İyi ve güzelin celladı yalnızca zaman mı? Onlardan mahrumiyet ve kötü manzaralara mahkûmiyetin tek suçlusu, “şu devir” mi?

Bugün bu sorulara cevap vermek isteyenlerin çoğu kere zamanı suçlu bulmayacaklarına kuşku yok. Zira insanın dönüşmesi için -Hz. Musa Aleyhisselam kıssasından mülhem- kırk gün kâfi ise, zamandan azade çözülüşün, zamanla hızını katladığına da kuşku yok.  

Adanmak için canhıraş didindiğimiz o tevekkül ve teslimiyeti ne çabuk unuttuğumuzu düşünmeden edemiyor insan. Çünkü tevekkülü yaşayabilmenin tadını almışsanız ve dünyayı çekilir yapanın teslimiyet olduğunu bilmekteyseniz, inanmanın ve Yaradan'a şükrün en önemli delillerden olduğunu da kabullenmeniz gerekir... Onsuzluktan sakınmak en iyisidir.

Zira çile, huzurun, şükrün ve iki dünya saadetinin anahtarı değil miydi? Efendimiz (s.a.v.) ile saadete erenler arasında İslâm'ın ilk şehitleri, ilk mazlumları, ambargo altında ilk ezilenleri, ilk iftiraya uğrayanları, ilk açları ve mahrumları vardı. Asırlar boyunca tekrar tekrar mahsun, mazlum ve perişan oldu ümmet. Elbette dünya diliyle, dünya gözüyle öyleydiler ki, ahir ömür için övülmüş ve müjdelenmiş birer kahramandılar.
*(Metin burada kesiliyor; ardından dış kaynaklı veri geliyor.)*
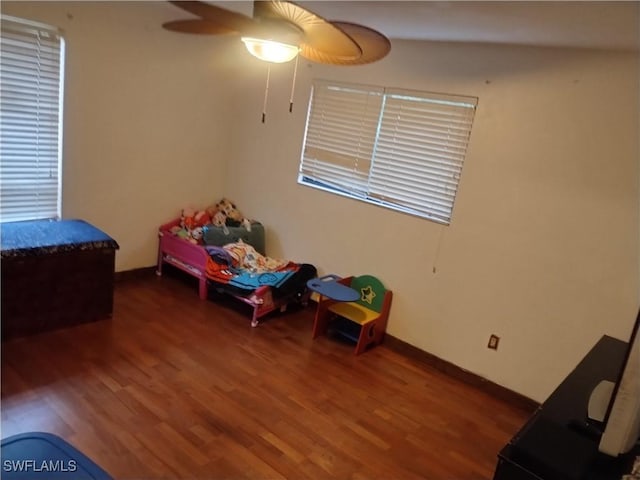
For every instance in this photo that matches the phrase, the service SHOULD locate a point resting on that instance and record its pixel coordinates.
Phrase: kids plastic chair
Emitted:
(366, 317)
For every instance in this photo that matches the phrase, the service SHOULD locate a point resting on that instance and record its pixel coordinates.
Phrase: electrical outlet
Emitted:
(493, 342)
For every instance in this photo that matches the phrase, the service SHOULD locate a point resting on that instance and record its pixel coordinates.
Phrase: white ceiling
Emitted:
(608, 25)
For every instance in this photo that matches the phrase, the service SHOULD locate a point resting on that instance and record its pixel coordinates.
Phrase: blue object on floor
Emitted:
(39, 455)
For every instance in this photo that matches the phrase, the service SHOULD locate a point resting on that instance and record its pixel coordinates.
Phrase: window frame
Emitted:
(31, 120)
(338, 109)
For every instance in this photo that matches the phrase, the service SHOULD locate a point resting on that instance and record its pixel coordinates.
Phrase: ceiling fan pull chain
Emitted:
(293, 85)
(266, 94)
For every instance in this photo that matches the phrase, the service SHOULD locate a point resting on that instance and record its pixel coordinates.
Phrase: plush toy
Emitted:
(187, 218)
(233, 214)
(201, 218)
(196, 235)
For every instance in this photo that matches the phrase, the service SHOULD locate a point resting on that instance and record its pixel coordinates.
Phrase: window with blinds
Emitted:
(31, 73)
(397, 148)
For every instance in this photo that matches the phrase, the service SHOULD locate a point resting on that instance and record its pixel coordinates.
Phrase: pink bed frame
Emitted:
(192, 259)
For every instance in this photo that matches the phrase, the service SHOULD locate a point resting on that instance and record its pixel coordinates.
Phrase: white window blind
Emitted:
(400, 149)
(31, 66)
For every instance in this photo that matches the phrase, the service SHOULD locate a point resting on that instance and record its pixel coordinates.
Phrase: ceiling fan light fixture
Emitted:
(270, 50)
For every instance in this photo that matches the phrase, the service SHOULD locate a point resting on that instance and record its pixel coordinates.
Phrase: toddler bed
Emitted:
(213, 261)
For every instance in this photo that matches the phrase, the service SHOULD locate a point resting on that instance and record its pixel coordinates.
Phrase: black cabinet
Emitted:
(553, 445)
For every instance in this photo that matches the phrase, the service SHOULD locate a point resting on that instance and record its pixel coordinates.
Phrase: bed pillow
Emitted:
(217, 237)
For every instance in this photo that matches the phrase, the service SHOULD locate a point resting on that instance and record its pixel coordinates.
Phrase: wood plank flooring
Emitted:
(175, 387)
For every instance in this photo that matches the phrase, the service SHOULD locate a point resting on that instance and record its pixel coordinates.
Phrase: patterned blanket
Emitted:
(240, 265)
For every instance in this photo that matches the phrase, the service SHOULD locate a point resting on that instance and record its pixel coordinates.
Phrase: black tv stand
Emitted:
(557, 442)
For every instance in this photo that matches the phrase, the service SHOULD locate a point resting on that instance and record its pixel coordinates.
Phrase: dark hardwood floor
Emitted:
(175, 387)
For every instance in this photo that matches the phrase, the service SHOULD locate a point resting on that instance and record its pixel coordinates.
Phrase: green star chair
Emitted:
(367, 317)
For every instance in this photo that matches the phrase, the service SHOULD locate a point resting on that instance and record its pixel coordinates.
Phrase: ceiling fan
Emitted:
(280, 30)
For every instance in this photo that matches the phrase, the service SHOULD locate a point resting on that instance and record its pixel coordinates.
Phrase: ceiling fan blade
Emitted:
(225, 18)
(374, 46)
(197, 26)
(319, 35)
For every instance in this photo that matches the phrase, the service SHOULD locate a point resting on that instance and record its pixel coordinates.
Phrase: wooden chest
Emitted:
(54, 274)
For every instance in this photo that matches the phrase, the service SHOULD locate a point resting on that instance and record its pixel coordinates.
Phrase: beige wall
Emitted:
(144, 118)
(543, 246)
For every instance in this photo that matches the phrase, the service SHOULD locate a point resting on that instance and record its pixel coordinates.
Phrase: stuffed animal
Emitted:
(196, 235)
(187, 218)
(201, 218)
(233, 216)
(230, 210)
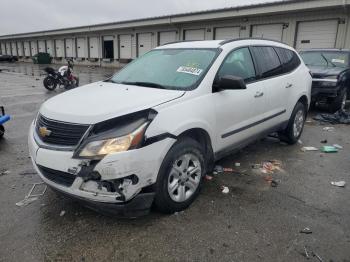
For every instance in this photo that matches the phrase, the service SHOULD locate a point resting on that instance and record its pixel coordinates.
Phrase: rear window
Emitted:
(326, 58)
(289, 59)
(267, 61)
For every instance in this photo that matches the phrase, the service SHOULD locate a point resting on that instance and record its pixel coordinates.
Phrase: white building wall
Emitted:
(245, 24)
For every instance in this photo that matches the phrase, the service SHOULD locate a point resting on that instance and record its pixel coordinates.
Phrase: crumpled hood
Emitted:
(323, 71)
(100, 101)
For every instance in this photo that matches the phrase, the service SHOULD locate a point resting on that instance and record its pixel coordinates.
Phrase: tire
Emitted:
(295, 125)
(49, 83)
(184, 187)
(339, 102)
(2, 131)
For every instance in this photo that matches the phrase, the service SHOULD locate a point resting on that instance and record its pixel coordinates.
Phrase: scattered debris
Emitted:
(328, 128)
(271, 181)
(338, 183)
(4, 172)
(225, 189)
(26, 201)
(306, 230)
(306, 253)
(329, 149)
(31, 197)
(207, 177)
(309, 148)
(339, 117)
(338, 146)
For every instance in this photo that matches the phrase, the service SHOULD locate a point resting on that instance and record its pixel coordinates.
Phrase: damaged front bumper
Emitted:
(117, 184)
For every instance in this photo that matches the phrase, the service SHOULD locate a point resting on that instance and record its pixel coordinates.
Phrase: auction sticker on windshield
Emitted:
(189, 70)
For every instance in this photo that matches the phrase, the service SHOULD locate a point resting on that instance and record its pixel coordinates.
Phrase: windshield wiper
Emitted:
(146, 84)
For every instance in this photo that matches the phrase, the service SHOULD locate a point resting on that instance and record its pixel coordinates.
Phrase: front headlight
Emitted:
(101, 148)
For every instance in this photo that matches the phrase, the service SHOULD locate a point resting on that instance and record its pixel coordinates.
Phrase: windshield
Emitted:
(331, 59)
(180, 69)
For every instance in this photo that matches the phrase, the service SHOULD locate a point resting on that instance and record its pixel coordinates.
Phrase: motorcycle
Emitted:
(63, 77)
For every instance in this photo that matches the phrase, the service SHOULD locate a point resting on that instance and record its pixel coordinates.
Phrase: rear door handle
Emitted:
(258, 94)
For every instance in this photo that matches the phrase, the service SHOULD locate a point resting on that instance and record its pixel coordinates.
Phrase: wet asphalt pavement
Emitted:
(253, 222)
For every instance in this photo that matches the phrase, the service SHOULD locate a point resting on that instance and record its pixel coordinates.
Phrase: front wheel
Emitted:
(180, 176)
(295, 125)
(50, 83)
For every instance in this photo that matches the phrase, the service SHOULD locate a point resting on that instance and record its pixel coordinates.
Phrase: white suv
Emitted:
(151, 132)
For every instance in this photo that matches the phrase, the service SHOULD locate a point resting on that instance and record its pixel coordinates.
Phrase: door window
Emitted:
(239, 63)
(288, 58)
(268, 62)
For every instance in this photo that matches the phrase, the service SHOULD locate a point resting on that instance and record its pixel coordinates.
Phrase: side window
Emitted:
(267, 60)
(238, 63)
(289, 59)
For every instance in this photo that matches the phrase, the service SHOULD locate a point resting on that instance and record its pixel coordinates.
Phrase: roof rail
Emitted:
(247, 38)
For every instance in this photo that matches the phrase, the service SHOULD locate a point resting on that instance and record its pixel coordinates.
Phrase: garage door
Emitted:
(41, 45)
(273, 31)
(50, 47)
(167, 37)
(3, 48)
(194, 34)
(93, 47)
(81, 47)
(20, 48)
(125, 46)
(317, 34)
(26, 49)
(69, 47)
(223, 33)
(59, 43)
(144, 42)
(34, 47)
(14, 48)
(8, 48)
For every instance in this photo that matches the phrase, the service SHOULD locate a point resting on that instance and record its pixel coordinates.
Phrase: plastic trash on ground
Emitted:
(339, 183)
(329, 149)
(309, 148)
(339, 117)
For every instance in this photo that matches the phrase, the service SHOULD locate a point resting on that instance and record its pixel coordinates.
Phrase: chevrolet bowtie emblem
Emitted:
(43, 131)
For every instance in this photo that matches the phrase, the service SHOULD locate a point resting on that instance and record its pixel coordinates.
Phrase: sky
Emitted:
(18, 16)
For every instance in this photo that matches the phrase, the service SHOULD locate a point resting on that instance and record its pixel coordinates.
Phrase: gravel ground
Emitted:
(253, 222)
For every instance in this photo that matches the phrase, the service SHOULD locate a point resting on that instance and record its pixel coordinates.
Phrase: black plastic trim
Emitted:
(252, 124)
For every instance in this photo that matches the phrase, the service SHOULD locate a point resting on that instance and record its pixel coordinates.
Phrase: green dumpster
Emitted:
(42, 58)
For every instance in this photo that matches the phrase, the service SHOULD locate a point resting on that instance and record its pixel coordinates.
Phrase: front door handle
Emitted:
(258, 94)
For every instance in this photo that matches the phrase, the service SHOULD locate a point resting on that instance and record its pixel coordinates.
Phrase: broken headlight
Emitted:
(104, 147)
(116, 135)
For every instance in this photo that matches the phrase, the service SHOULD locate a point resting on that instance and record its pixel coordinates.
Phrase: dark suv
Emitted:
(330, 69)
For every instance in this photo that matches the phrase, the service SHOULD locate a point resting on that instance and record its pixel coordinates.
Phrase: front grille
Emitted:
(56, 176)
(60, 133)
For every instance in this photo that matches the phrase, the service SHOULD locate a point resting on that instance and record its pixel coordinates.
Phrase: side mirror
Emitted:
(230, 82)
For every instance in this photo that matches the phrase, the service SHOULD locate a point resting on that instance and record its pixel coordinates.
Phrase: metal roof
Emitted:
(177, 18)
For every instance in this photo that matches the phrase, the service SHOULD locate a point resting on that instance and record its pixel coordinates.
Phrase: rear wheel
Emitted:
(180, 176)
(50, 83)
(295, 125)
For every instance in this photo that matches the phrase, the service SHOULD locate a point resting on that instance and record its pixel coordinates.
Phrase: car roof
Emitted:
(325, 50)
(221, 43)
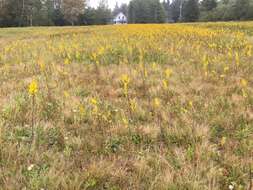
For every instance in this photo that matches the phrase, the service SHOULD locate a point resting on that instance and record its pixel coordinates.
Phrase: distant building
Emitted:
(120, 18)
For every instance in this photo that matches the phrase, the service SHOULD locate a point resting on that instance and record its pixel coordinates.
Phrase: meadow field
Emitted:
(131, 107)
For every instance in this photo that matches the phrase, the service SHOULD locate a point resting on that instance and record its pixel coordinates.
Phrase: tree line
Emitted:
(77, 12)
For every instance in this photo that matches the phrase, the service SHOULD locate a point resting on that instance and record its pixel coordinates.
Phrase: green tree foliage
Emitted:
(176, 10)
(146, 11)
(190, 11)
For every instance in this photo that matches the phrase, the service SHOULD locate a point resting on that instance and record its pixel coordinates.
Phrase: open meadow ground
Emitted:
(149, 107)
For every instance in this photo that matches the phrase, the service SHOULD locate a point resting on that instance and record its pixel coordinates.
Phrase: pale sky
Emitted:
(111, 3)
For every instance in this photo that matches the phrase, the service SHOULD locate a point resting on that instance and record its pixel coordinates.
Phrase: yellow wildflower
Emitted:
(33, 88)
(244, 83)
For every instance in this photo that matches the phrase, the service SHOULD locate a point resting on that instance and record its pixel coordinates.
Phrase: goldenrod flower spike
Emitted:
(33, 88)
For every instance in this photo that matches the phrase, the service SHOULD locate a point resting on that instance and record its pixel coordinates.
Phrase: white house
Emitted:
(120, 19)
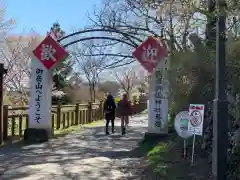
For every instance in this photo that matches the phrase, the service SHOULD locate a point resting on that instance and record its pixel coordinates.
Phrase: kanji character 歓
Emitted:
(158, 116)
(39, 78)
(37, 117)
(38, 86)
(39, 71)
(38, 105)
(38, 98)
(47, 52)
(38, 92)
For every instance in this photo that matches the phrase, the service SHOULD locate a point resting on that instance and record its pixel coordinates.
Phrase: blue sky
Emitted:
(40, 15)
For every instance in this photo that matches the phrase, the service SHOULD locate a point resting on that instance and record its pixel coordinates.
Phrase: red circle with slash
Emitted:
(197, 118)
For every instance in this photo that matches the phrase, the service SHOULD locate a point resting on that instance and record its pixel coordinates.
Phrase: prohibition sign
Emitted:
(197, 118)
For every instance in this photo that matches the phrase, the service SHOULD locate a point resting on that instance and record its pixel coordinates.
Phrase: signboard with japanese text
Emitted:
(46, 55)
(150, 52)
(195, 125)
(158, 103)
(49, 52)
(181, 124)
(40, 96)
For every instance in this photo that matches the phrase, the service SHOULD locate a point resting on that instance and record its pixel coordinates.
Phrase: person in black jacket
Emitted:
(109, 111)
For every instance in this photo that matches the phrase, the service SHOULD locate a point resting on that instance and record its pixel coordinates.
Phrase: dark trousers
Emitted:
(107, 124)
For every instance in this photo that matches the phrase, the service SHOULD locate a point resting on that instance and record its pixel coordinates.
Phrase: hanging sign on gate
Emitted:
(45, 56)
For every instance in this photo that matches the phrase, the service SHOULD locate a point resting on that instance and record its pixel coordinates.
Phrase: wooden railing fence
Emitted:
(15, 119)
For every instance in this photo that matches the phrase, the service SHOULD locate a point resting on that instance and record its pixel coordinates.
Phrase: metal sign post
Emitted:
(181, 127)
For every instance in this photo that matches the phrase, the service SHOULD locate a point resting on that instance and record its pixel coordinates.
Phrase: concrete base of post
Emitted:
(35, 135)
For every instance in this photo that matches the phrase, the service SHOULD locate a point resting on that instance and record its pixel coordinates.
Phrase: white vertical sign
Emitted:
(195, 125)
(40, 96)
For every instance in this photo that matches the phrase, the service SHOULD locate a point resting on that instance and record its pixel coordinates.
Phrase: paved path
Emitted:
(86, 155)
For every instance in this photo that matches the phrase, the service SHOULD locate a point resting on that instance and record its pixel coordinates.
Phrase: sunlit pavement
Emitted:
(85, 155)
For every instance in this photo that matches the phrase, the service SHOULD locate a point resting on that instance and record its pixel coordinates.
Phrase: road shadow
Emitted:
(89, 154)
Dünya gözünün saadetli saydıkları da yaşadı İslâm coğrafyasında. Aslında onların da ardında çilekeş bir zümrenin hatırası gizliydi. Efsane bir İstanbul anlatılıyordu ya... İki aydan fazla sahibini arayan para dolu kese, emaneten bir ağacın gövdesinde kendi haline terk edilerek bekliyor, hak etmediğini düşünen kimseler tenezzül edip ona dokunamıyordu. Fatih Sultan Mehmed fethettikten kısa bir zaman sonra, hak ettiğini de etmediğini de iyi bilen, minnetini yalnızca asıl sahibine sunan, huzur duyan ve huzur temin eden bir zümrenin yaşadığı hakiki bir şehre dönüşmüş bir İstanbul görmüştü dünya. İşte o İstanbul'du zenginin feragatine tenezzül etmeyen...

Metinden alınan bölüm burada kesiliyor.